Elder Wakolo notes how those serving in leadership positions, such as Area Seventies, temple presidencies, stake presidents, bishops and many of the mission leaders, are Filipinos. He’s also seen the value of those who have served as Area Seventies and in temple and mission leadership positions and are now serving their wards and branches.
“The Church will continue to be strengthened locally by these leaders who have gained spiritual experiences as they serve,” he said. “More women are serving in key positions that allow them to train organizations in leaderships and to minister to the needs of others.”
The area presidency launched the “I Will Go, I Will Serve” campaign on May 16, inviting the youth of the Philippines to plan to serve full-time missions. The goal is to 4,600 Filipino full-time missionaries serving in the Philippines by December 2022.
Due the COVID-19 pandemic, missionaries returned to their home countries. In the Philippines, that meant 1,700 foreign missionaries left. There are currently 1,900 Filipino missionaries serving in the country and they cover about half of all the wards and branches.
“Currently, we are working hard to have 4,600 missionaries in order to become self-reliant in preaching the gospel. We now have close to 2,000 Filipino missionaries and it is only a matter of time when we will get there,” Elder Wakolo said. “The pandemic has inspired us to see our potential and be laser focused on it.”
Church in the Philippines
Temples: 2 operational; 5 under construction or announced
Source: Philippines Area
1898: Two American servicemen were set apart as missionaries before being deployed to the Philippines.
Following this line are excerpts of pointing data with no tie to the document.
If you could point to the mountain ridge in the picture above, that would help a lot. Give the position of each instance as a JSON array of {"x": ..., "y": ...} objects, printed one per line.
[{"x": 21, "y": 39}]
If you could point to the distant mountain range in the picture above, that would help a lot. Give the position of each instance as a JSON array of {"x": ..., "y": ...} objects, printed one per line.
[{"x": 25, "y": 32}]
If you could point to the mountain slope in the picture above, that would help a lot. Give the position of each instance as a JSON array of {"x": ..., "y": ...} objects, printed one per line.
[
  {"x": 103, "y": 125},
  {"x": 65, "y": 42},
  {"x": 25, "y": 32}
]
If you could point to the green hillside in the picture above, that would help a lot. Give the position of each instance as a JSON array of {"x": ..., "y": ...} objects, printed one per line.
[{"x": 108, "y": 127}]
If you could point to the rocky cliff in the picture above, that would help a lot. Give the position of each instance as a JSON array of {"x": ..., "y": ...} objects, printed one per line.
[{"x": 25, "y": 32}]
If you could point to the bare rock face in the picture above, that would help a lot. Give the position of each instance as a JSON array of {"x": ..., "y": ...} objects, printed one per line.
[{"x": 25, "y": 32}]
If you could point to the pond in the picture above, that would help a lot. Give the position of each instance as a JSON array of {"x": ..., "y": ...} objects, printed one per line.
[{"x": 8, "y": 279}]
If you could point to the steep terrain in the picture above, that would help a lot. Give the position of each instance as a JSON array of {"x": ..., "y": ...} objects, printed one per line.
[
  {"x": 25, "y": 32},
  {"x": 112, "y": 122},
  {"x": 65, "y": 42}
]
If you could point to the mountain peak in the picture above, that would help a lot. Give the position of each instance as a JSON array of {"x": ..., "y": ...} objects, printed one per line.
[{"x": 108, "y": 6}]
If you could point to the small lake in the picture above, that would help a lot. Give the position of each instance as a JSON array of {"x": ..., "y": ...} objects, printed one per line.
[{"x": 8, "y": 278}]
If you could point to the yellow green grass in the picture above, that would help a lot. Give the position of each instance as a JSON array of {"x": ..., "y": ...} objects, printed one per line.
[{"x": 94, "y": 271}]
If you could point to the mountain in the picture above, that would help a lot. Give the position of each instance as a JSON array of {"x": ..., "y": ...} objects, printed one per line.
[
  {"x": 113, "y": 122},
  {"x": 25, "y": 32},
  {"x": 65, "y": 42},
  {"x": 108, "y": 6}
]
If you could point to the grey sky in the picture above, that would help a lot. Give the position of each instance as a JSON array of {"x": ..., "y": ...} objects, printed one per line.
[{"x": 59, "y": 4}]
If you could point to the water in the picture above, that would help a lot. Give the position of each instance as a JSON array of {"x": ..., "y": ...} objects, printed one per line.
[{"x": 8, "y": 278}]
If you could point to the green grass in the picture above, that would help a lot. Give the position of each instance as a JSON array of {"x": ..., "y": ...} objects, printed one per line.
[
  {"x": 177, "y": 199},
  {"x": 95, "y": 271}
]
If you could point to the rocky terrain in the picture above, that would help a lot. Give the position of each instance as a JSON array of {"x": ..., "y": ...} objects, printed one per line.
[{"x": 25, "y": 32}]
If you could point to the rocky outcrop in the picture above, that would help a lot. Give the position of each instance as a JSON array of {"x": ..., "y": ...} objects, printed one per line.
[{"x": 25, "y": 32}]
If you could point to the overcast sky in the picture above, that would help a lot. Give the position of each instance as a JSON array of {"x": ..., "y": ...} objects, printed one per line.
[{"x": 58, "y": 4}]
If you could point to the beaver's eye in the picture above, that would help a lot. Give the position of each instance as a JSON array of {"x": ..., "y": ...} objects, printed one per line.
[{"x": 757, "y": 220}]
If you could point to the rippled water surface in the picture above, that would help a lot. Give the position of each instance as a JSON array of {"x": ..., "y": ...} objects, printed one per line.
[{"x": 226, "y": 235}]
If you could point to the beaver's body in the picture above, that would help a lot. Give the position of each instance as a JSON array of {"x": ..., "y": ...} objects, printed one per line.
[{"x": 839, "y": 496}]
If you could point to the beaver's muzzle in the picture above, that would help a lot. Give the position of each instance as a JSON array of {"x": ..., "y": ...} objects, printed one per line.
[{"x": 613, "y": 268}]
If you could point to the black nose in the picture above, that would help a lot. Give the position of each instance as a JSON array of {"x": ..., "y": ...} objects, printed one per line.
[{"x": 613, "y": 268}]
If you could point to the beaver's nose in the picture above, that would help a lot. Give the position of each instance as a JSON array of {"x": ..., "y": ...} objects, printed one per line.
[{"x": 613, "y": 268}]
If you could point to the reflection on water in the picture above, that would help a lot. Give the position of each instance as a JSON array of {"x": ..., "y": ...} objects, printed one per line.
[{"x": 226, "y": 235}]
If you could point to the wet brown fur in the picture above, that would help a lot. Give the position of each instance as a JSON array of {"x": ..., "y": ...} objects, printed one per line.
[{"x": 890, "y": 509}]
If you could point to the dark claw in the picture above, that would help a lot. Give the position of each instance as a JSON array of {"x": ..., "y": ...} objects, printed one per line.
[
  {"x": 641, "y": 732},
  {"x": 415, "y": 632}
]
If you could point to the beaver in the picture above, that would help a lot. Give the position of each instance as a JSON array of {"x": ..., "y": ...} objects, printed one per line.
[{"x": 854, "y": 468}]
1945: Sister Aniceta Fajardo became the first Filipino who was baptized in the Philippines.
Aug. 21, 1955: President Joseph Fielding Smith dedicates at Clark Air Base the Philippine Islands for the preaching of the gospel.
1966: First youth conference in Los Banos, Laguna.
1961: The Church receives legal registration. On April 28, 1961, Elder Gordon B. Hinckley, Assistant to the Quorum of the Twelve Apostles, rededicates the Philippines for missionary work.
June 28, 1967: Southern Far East Mission was divided to create the Philippines Mission.
1973: The first stake is organized.
July 1, 1974: Philippines Mission divided into the Philippines Cebu Mission and the Philippines Manila Mission.
April 1, 1981: A temple in the Philippines in announced. The groundbreaking on the Manila Philippines Temple was on Aug. 25, 1982, in Quezon City, Metro Manila, on the northern island of Luzon. It was dedicated by President Hinckley on Sept. 25, 1984.
1983: Missionary training center was established in a rented house in Manila.
1984: There are 75,000 Latter-day Saints in 15 stakes.
1992: A missionary training center was built across from the temple. It’s been expanded in 2011, 2012 and 2017.
2002-2004: Then-Elder Dallin H. Oaks of the Quorum of the Twelve Apostles serves as the area president.
April 2006: A temple in Cebu City, in the central Visayas group of islands, is announced. The groundbreaking was on Nov. 14, 2007, and the Cebu City Philippines Temples was dedicated on June 13, 2010.
October 2010: The Urdaneta Philippines Temple is announced. The groundbreaking for the temple on the northern island of Luzon was on Jan. 16, 2019.
April 2017: A temple in Alabang, on the south side of Metro Manila, is announced. The groundbreaking was on June 4, 2020.
Sept. 10, 2017: The 100th stake in the Philippines is created.
2018: In April, the Cagayan de Oro Philippines Temple on the southern island of Mindanao is announced. In October, a temple is announced on Mindanao in Davao City. The groundbreaking for the Davao Philippines Temple was Nov. 14, 2020.
October 2019: A temple in Bacolod, Philippines, in the Visayas group of islands, is announced.